The rating agency crowned the state’s largest school districts, including CPS, “as the biggest winners [of the budget] with a $375 million bump in formula funding.”
In total, the bills passed in fast succession last month, including a massive capital and budget plan, are deemed “credit positive” for local governments because they will receive new funding for capital and potential new source of operating revenue.
“Local governments will receive a significant infusion of capital dollars under the Rebuild Illinois capital plan,” according to Moody’s analysis.
But Moody’s also took a look at some more controversial measures cleared by the Illinois General Assembly: the legalization of recreational marijuana and a massive gambling expansion that legalizes sports betting and will create six new casinos throughout the state, including one in Chicago.
“While credit positive, most Illinois local governments will receive minimal tax revenue from cannabis sales, if the state’s experience mirrors other states with legalized recreational cannabis such as Colorado,” the report says, noting Denver collected $27.6 million in cannabis sales taxes on approximately $500 million in sales and got a “minimal” 2% in general fund revenues.
“As with gaming revenues, cannabis revenue has proven to be volatile,” Moody’s warned on Thursday.
The rating agency also noted that Chicago stands to get a “significant share” of revenue from cannabis legalization — but it added “Chicago also has a much larger pension contribution shortfall, relative to its operating budget, than other cities so the city’s revenue needs are more pronounced.”
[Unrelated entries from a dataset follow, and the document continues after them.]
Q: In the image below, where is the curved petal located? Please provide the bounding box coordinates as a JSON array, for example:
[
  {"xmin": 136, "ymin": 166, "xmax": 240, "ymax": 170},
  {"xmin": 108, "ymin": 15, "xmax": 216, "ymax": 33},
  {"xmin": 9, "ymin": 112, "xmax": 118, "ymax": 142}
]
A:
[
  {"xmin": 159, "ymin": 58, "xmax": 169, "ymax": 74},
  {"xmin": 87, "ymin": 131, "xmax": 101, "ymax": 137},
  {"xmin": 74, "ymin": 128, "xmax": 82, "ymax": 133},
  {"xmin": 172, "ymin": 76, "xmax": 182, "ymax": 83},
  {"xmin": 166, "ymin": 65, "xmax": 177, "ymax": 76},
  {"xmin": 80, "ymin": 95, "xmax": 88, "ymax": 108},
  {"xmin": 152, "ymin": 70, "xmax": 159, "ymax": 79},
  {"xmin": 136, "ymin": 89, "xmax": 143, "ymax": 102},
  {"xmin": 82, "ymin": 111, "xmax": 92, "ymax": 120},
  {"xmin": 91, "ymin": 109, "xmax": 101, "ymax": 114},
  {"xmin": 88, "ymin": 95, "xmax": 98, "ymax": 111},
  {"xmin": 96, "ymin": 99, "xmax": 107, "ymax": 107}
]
The report said the impact of the new casinos is difficult to estimate, as the “gambling landscape is becoming increasingly competitive.”
Moody’s noted all of the cities getting casinos, including Chicago, Rockford, Waukegan and Danville, are dealing with rising pension costs.
The money from the proposed Chicago casino would be split in thirds among the city, state and the private owner.
“If the new casinos were to generate revenues even at the low end of that range, that could have a meaningful impact in comparison with pension contribution gaps using reported assumptions,” the report says. “However, the revenues produced by existing locations have steadily declined over the last five years, a trend that could be exacerbated by increased competition.”
Moody’s notes that Chicago is getting more than two times the number of gaming positions than other casinos in Illinois, so the city “stands to gain a greater amount of new revenue.”
Pritzker has signed the capital and budget bills, but has not yet signed the recreational cannabis or gambling expansion measures.
The gambling revenue was attached to a capital bill to fund vertical projects, which includes buildings, such as schools and recreational facilities. It includes $150 million from an increase in video gaming terminal taxes; $10 million from sports wagering revenue and $500 million from upfront license fees from casino and sports betting.
Sales from recreational marijuana are expected to bring in $57 million in this year’s budget and $140 million next year, sponsors have said. It should eventually rise to $500 million a year once the program is fully running.